Loss of higher rate tax relief and tighter regulation on buy-to-let could harm tenants more than landlords by constraining the supply of rented property.
Combined with population growth and low housing supply, this can only push up rents, according to a new report from the Intermediary Mortgage Lenders Association (IMLA) warns.
The report – Segmenting the UK mortgage market – looks at the key issues facing the main segments that make up today’s mortgage market: first time buyers, moving homeowners, buy-to-let investors, lifetime borrowers, remortgagers and further advances.
The IMLA said that July’s buy-to-let tax changes will put a greater burden on landlords and push them into making losses after tax.
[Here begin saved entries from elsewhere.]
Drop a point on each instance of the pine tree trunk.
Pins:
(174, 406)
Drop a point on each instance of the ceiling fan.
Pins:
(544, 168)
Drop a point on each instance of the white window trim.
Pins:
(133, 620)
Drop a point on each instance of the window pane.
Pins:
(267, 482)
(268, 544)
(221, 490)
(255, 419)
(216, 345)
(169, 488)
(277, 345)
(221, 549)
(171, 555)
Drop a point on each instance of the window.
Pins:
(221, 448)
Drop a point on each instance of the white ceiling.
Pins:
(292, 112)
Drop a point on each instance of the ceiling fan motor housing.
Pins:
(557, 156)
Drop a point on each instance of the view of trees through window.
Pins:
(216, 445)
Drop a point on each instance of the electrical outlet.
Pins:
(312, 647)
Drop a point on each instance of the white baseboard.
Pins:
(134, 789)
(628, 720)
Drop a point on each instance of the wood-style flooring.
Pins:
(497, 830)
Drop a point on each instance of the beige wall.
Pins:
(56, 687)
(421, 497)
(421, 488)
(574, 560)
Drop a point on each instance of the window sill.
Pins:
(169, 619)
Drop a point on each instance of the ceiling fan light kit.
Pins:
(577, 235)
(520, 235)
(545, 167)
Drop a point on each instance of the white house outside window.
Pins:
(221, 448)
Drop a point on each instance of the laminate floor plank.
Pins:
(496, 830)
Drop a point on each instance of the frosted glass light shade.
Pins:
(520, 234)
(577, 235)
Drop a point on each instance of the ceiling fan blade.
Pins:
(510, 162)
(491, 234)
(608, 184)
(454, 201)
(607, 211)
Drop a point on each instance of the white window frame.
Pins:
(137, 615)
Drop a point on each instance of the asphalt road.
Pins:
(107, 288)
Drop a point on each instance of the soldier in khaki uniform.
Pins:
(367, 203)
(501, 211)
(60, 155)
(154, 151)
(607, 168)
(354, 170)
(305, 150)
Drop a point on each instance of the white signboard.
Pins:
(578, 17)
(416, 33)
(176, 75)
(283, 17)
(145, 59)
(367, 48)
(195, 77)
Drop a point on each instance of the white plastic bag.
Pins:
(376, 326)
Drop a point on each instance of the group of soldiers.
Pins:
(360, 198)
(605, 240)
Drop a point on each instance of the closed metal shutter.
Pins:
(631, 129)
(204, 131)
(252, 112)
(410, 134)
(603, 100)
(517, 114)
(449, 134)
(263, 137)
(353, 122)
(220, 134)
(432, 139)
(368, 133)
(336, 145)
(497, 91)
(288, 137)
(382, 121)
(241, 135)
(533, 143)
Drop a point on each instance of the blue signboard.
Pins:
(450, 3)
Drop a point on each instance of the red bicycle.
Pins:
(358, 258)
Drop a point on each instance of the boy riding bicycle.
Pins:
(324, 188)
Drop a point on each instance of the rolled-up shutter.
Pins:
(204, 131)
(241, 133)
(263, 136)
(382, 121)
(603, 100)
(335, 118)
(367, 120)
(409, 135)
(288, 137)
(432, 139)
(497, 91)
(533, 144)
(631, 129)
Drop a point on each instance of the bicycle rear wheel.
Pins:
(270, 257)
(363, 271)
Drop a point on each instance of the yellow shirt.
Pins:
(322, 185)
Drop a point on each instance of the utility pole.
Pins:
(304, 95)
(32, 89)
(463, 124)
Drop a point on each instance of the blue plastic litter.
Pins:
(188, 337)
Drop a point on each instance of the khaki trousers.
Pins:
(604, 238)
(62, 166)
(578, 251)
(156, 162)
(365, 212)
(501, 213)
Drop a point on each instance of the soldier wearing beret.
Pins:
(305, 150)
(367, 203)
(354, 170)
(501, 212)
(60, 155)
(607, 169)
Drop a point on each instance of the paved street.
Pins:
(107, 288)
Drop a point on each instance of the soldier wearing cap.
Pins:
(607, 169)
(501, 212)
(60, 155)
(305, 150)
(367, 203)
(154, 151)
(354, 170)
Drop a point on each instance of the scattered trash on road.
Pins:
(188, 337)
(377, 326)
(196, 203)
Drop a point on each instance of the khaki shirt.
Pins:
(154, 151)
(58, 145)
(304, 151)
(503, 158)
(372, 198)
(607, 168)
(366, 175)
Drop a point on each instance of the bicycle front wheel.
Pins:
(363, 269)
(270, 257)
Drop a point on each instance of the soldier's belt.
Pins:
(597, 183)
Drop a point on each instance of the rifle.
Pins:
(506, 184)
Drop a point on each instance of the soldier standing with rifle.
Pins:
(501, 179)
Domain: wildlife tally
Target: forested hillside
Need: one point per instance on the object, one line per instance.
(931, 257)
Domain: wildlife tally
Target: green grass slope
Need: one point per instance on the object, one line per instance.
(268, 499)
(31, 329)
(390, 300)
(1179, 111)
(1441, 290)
This will raise the effective tax rate on their buy-to-let above 100%.
It may also slightly skew the market in favour of owner-occupied house hunters, by reducing the price that landlords are prepared to pay for any given property.
Alongside tighter mortgage regulation, this will constrain the supply of available rental properties at a time when population growth and low housing supply are driving demand.
The IMLA report also showed that buy-to-let has enjoyed the most "robust recovery" of any mortgage market sector this year, although lending volumes remain 40% below their 2007 peak.
IMLA executive director Peter Williams said: “Buy-to-let has been clawing its way back from a deep recession low as demand for private rental properties has grown.
“Until there is a broader policy push to tackle the chronic lack of supply, homeowners and renters in both private and social sectors will all remain vulnerable to the effects of the current lack of fully joined-up policy making.”